Dr. Alexander Fisher

Laplace approximation

Posterior mode: sometimes called “MAP” or “maximum a posteriori” estimate, this quantity is given by \(\hat{\theta} = \arg \max_{\theta} p(\theta | y)\).

  • Notice this unwinds to be \(\hat{\theta} = \arg \max_{\theta} p(y | \theta) p(\theta)\).
Exercise
  • Show that, for the uniform prior, \(\hat{\theta} = y / n\)
  • Compare to maximum likelihood estimate (MLE); see notes on likelihoods

One way to report the reliability of the posterior mode is to look at the width of the posterior near the mode, which we can sometimes approximate with a Gaussian distribution:

\[ p(\theta | y) \approx C e^{\frac{1}{2} \frac{d^2L}{d\theta^2}|_{\hat{\theta}} (\theta - \hat{\theta})^2} \]

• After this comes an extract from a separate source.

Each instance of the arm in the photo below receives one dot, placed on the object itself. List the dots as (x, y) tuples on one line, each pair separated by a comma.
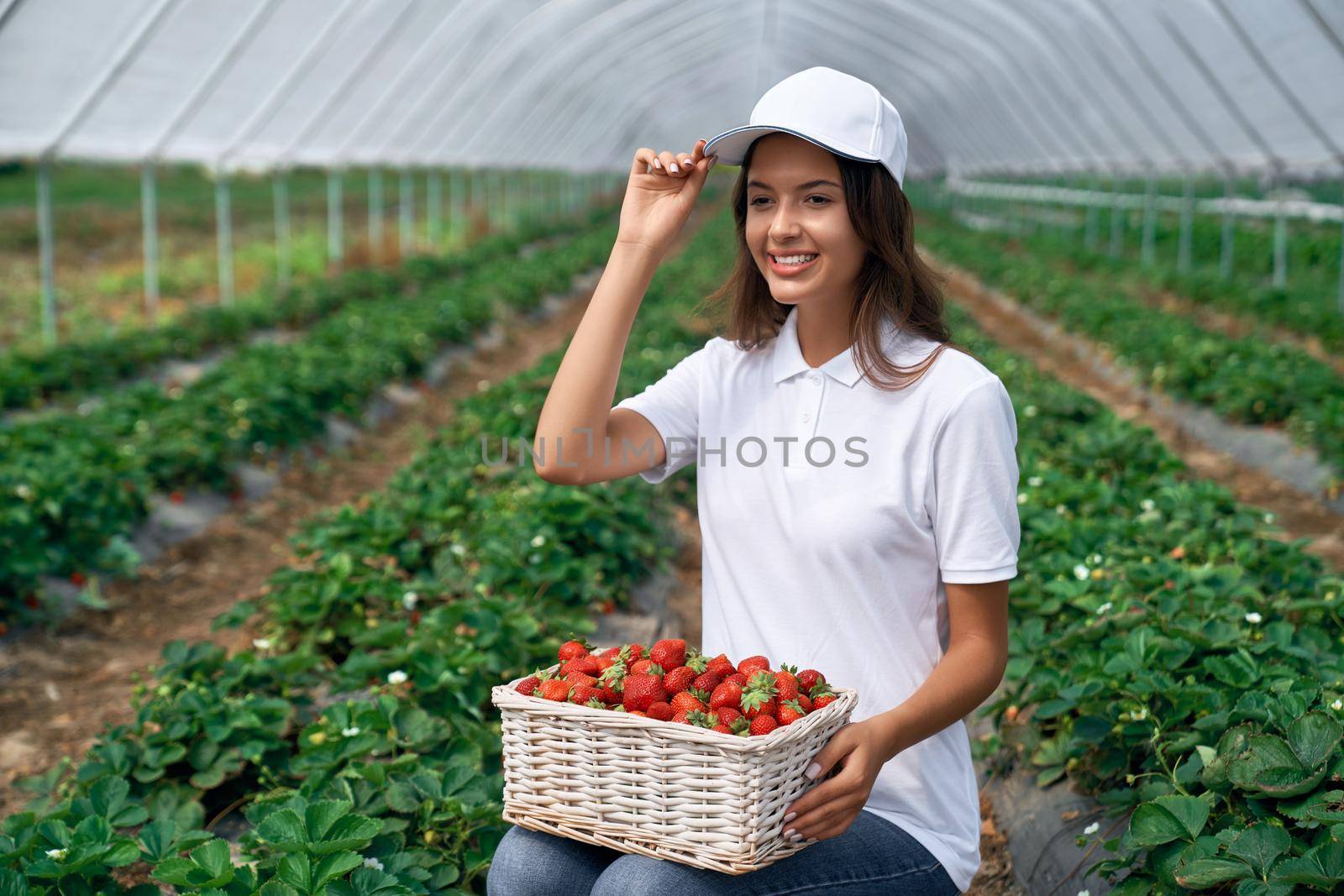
[(968, 673)]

where \(C\) is a normalization constant and \(L\) is the log-posterior, \(\log p(\theta | y)\).

Taken together, the fitted Gaussian with a mean equal to the posterior mode is called the Laplace approximation.

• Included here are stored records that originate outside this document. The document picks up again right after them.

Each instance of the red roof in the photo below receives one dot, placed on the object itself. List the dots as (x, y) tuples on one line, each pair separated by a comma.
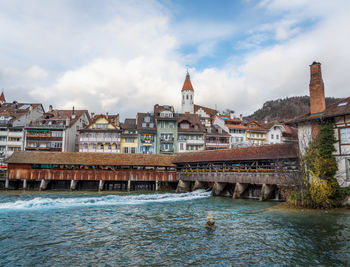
[(187, 84), (277, 151), (2, 97)]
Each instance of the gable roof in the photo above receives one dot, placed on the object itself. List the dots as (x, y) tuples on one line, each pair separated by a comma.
[(83, 158), (61, 114), (209, 111), (187, 83), (112, 119), (339, 108), (276, 151)]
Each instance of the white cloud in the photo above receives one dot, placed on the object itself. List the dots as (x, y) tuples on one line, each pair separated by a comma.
[(125, 57)]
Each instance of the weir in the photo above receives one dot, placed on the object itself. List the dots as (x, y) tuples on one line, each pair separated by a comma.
[(249, 172)]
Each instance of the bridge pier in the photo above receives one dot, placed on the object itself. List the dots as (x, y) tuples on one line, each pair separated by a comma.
[(101, 183), (24, 184), (73, 185), (198, 185), (43, 184), (183, 186), (218, 188), (129, 185), (7, 183), (266, 192), (239, 190)]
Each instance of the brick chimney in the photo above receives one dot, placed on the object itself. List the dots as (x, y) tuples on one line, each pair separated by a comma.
[(317, 98)]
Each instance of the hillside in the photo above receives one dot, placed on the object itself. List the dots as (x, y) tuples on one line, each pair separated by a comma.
[(284, 109)]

  • Let’s derive the Laplace approximation offline

Confidence regions

Definition

Let \(\Phi\) be the support of \(\theta\). An interval \((l(y), u(y)) \subset \Phi\) has 95% posterior coverage if

\[ p(l(y) < \theta < u(y) | y ) = 0.95 \]

Interpretation: after observing \(Y = y\), our probability that \(\theta \in (l(y), u(y))\) is 95%.

Such an interval is called 95% posterior confidence interval (CI). It may also sometimes be referred to as a 95% “credible interval” to distinguish it from a frequentist CI.

Contrast posterior coverage to frequentist coverage:

Definition

A random interval \((l(Y), u(Y)\)) has 95% frequentist coverage for \(\theta\) if before data are observed,

\[ p(l(Y) < \theta < u(Y) | \theta) = 0.95 \]

Interpretation: if \(Y \sim P_\theta\) then the probability that \((l(Y), u(Y)\) will cover \(\theta\) is 0.95.

In practice, for many applied problems

\[ p(l(y) < \theta < u(y) | y ) \approx p(l(Y) < \theta < u(Y) | \theta) \]

see section 3.1.2. in the book.

High posterior density

Definition

A \(100 \times (1-\alpha)\)% high posterior density (HPD) region is a set \(s(y) \subset \Theta\) such that

  1. \(p(\theta \in s(y) | Y = y) = 1 - \alpha\)

  2. If \(\theta_a \in s(y)\) and \(\theta_b \not\in s(y)\), then \(p(\theta_a | Y = y) > p(\theta_b | Y = y)\)

  • Note: all points inside an HPD region have higher posterior density than points outside the region.
Exercise

Is the HPD region always an interval?